During the alleged period, he is said to have accessed hacked brokerage accounts to trade the same securities, generating profits by taking advantage of the artificial stock prices that resulted from the unauthorized trades placed in the victims’ accounts. His modus operandi was to use the periods before or after regular market hours, that is between 9:30 a.m ET (representing the open market hour) to 4:00 p.m ET (the market close hour) Monday through Friday to execute the illicit trades.
It was observed that public traded stocks generally trade less frequently in pre-market and after-hours trading and may be more susceptible to rapidly fluctuating prices. Willner must have targeted this anomaly and took advantage of it to further his scheme through coordinated trading of artificial high and low prices.

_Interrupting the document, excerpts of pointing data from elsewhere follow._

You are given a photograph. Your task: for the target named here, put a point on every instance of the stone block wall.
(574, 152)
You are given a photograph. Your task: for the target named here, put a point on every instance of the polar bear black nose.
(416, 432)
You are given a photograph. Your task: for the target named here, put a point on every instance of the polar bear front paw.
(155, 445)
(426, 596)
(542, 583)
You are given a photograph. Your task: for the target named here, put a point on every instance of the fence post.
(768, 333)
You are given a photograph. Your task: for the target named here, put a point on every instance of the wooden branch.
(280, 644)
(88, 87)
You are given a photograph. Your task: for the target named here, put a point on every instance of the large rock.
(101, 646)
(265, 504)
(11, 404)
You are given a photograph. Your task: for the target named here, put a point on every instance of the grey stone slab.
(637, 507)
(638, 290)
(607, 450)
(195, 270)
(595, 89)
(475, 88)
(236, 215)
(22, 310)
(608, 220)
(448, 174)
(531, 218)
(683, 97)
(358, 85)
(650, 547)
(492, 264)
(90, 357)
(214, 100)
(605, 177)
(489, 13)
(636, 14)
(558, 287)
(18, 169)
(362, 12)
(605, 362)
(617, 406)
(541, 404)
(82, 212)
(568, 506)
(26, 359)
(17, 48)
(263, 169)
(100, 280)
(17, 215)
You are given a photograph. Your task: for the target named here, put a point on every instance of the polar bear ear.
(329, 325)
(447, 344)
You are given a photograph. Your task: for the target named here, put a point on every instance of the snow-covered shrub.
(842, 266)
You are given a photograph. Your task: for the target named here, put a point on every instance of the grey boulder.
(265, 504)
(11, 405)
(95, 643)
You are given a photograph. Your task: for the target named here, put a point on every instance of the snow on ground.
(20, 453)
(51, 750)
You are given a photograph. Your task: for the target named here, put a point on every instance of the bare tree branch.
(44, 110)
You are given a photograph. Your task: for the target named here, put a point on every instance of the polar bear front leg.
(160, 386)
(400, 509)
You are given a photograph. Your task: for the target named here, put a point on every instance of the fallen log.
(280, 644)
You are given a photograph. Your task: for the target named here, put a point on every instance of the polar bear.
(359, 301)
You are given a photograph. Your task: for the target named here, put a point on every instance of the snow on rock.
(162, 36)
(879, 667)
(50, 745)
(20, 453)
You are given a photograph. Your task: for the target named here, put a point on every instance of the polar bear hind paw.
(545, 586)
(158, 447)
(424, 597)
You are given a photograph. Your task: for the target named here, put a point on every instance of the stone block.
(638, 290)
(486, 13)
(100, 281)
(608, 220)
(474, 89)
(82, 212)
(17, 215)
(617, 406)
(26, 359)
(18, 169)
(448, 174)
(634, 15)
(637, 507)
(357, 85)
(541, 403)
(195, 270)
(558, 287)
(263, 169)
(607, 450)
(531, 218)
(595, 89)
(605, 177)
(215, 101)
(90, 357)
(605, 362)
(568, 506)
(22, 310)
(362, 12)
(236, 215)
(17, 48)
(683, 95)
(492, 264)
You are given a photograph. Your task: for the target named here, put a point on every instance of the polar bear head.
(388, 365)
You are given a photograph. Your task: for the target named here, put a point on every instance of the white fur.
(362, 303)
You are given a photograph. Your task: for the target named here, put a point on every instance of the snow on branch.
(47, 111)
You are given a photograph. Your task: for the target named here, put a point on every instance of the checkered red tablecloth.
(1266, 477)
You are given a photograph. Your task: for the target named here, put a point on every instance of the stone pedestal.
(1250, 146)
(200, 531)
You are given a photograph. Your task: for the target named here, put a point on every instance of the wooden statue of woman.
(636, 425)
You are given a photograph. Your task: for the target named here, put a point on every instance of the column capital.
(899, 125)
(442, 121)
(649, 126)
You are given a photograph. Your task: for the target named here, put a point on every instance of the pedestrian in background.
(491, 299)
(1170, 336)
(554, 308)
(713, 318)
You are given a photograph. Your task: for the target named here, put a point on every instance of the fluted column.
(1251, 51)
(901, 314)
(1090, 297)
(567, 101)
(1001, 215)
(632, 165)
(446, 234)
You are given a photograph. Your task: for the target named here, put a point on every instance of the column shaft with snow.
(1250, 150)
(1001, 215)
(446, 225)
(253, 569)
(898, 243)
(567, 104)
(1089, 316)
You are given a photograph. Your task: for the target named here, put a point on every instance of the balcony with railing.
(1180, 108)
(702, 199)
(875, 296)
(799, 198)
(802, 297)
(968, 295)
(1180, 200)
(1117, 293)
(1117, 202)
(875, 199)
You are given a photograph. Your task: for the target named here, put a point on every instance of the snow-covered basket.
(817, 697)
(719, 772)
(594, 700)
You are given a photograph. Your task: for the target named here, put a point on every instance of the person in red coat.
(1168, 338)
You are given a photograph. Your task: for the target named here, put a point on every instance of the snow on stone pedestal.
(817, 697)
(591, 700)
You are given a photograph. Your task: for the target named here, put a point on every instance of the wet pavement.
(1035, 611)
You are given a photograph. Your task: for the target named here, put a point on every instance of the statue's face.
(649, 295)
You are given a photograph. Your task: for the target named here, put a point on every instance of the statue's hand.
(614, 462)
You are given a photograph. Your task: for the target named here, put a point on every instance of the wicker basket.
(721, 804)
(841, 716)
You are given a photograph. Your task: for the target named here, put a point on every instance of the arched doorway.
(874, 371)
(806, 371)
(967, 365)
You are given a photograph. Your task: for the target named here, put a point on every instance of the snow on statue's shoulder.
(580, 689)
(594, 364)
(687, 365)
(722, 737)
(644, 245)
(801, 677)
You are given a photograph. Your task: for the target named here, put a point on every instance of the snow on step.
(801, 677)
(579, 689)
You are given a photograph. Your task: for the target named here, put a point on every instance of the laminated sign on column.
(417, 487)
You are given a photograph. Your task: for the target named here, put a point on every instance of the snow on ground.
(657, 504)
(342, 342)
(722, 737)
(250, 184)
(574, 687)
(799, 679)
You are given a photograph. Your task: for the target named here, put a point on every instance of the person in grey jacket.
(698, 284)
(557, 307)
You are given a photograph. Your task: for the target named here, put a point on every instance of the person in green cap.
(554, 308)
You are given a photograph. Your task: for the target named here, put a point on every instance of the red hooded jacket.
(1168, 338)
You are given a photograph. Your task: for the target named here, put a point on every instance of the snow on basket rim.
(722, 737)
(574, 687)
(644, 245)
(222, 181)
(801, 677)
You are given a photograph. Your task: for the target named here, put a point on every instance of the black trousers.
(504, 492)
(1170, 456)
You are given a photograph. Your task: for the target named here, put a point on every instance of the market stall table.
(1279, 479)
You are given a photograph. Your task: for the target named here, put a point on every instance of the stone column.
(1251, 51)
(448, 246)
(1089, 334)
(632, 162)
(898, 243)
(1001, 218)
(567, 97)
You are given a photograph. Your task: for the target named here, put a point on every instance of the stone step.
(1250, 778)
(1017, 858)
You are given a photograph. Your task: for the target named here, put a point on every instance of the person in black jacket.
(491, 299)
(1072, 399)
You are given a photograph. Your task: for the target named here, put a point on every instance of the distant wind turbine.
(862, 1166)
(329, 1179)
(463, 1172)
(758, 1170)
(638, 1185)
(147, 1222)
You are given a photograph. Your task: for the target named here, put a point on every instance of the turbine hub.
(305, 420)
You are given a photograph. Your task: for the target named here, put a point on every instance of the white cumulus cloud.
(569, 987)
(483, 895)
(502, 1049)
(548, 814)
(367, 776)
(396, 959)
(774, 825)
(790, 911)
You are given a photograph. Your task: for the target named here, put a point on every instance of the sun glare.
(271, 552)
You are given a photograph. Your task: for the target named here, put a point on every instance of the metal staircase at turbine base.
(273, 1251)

The Securities and Exchange Commission further reported that Willner must have generated over $700,000 in illicit profits in his name through the scheme, by buying or selling stock in the victims’ accounts using artificially low or high prices generated by the unauthorized trading of stock in the accounts.
By manipulation of market and trading structures through “short sale”, Willner’s alleged actions violated all four-counts and charge against him.
It was also observed that his communications with his alleged accomplice(s) were through the use of online direct messaging applications to exchange information in furtherance to the scheme. They used disguised pseudonyms as identities. The coordinated attacks were done in synchronicity as Willner operated his own accounts as the perpetuator while his accomplice held victims accounts in lieu. These cyber-attacks were done consistently during the relevant periods over the course of the entire operation.